Associate Justices on the Chase Court:

  • James Moore Wayne (1835-1867)
  • John Catron (1837-1865)
  • Samuel Nelson (1845-1872)
  • Robert Cooper Grier (1846-1870)
  • Nathan Clifford (1858-1881)
  • Samuel Freeman Miller (1862-1890)
  • David Davis (1862-1877)
  • Noah Haynes Swayne (1862-1881)
  • Stephen Johnson Field (1863-1897)
  • William Strong (1870-1880)
  • Joseph Bradley (1870-1892)
  • Ward Hunt (1873-1882)

Selected Landmark Cases of the Chase Court:

Slaughterhouse Cases (1873)

Author: Samuel Freeman Miller

Topic: Due Process

The privileges and immunities of citizens of the United States are those that arise out of the nature and essential character of the national government, the provisions of the Constitution, or federal laws and treaties made in pursuance thereof. (The main holding of this case addressed the Privileges or Immunities Clause of the Fourteenth Amendment, rather than the Due Process Clause. However, it is significant for due process doctrine because it made the Due Process Clause the foundation for most Fourteenth Amendment claims involving fundamental rights. This function otherwise might have been served by the Privileges or Immunities Clause.)

U.S. v. Klein (1871)

Author: Salmon Portland Chase

Topic: Separation of Powers

By providing that an acceptance of a pardon without a disclaimer shall be conclusive evidence of the acts pardoned, but shall be null and void as evidence of rights conferred by it, Congress invaded the powers both of the judicial and of the executive departments of the government.

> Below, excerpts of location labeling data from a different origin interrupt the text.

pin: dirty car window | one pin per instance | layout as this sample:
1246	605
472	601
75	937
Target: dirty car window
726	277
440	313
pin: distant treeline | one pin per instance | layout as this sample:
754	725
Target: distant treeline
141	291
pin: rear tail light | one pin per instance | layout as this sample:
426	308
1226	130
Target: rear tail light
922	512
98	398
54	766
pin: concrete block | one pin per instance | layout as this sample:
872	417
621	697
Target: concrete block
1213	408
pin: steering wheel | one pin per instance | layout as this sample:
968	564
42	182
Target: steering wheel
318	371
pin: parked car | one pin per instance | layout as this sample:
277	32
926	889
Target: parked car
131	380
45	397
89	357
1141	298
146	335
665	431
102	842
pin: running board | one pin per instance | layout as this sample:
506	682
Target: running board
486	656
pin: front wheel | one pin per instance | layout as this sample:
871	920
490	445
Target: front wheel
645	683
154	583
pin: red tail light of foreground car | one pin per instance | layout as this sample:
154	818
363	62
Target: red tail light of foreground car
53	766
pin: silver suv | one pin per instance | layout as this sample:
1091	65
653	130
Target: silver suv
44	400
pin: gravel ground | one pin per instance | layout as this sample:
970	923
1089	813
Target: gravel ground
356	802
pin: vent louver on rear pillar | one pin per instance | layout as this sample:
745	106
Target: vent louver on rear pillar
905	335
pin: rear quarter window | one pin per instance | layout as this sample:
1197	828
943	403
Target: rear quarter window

Veazie Bank v. Fenno (1869)

Author: Salmon Portland Chase

Topic: Powers of Congress

Since Congress has undertaken in the exercise of undisputed constitutional power to provide a currency for the whole country, it may constitutionally secure the benefit of it to the people by appropriate legislation. To that end, Congress may restrain by suitable enactments the circulation of any notes not issued under its own authority.

Ex parte McCardle (1869)

Author: Salmon Portland Chase

Topic: Role of Courts

While the appellate jurisdiction of the Supreme Court is conferred by the Constitution, rather than acts of Congress, it is conferred with such exceptions and under such regulations as Congress may make. Therefore, when Congress enacts that the Supreme Court shall have appellate jurisdiction over final decisions of the Circuit Courts in certain cases, the act operates as a negation or exception of such jurisdiction in other cases. Moreover, the repeal of the act negates jurisdiction over the cases that it covers.

Georgia v. Stanton (1868)

Author: Samuel Nelson

Topic: Role of Courts

A bill filed by one of the states to enjoin the Secretary of War and other executive officers from carrying into execution certain acts of Congress on the grounds that this would annul and abolish the existing government of the state calls for a judgment on a political question and cannot be entertained by the Supreme Court.

Mississippi v. Johnson (1867)

Author: Salmon Portland Chase

Topic: Role of Courts

The legislative and executive departments cannot be restrained in their actions by the judicial department, although the acts of both when performed may be subject to its cognizance.

Crandall v. Nevada (1867)

Author: Samuel Freeman Miller

Topic: Taxes

States cannot use their taxing power to impede or embarrass the constitutional operations of the federal government, or the rights that its citizens hold under it.

Ex parte Milligan (1866)

Author: David Davis

Topic: Role of Courts

A citizen not connected with the military service and a resident in a state where the courts are open and in the proper exercise of their jurisdiction cannot, even when the privilege of the writ of habeas corpus is suspended, be tried, convicted, or sentenced otherwise than by the ordinary courts of law.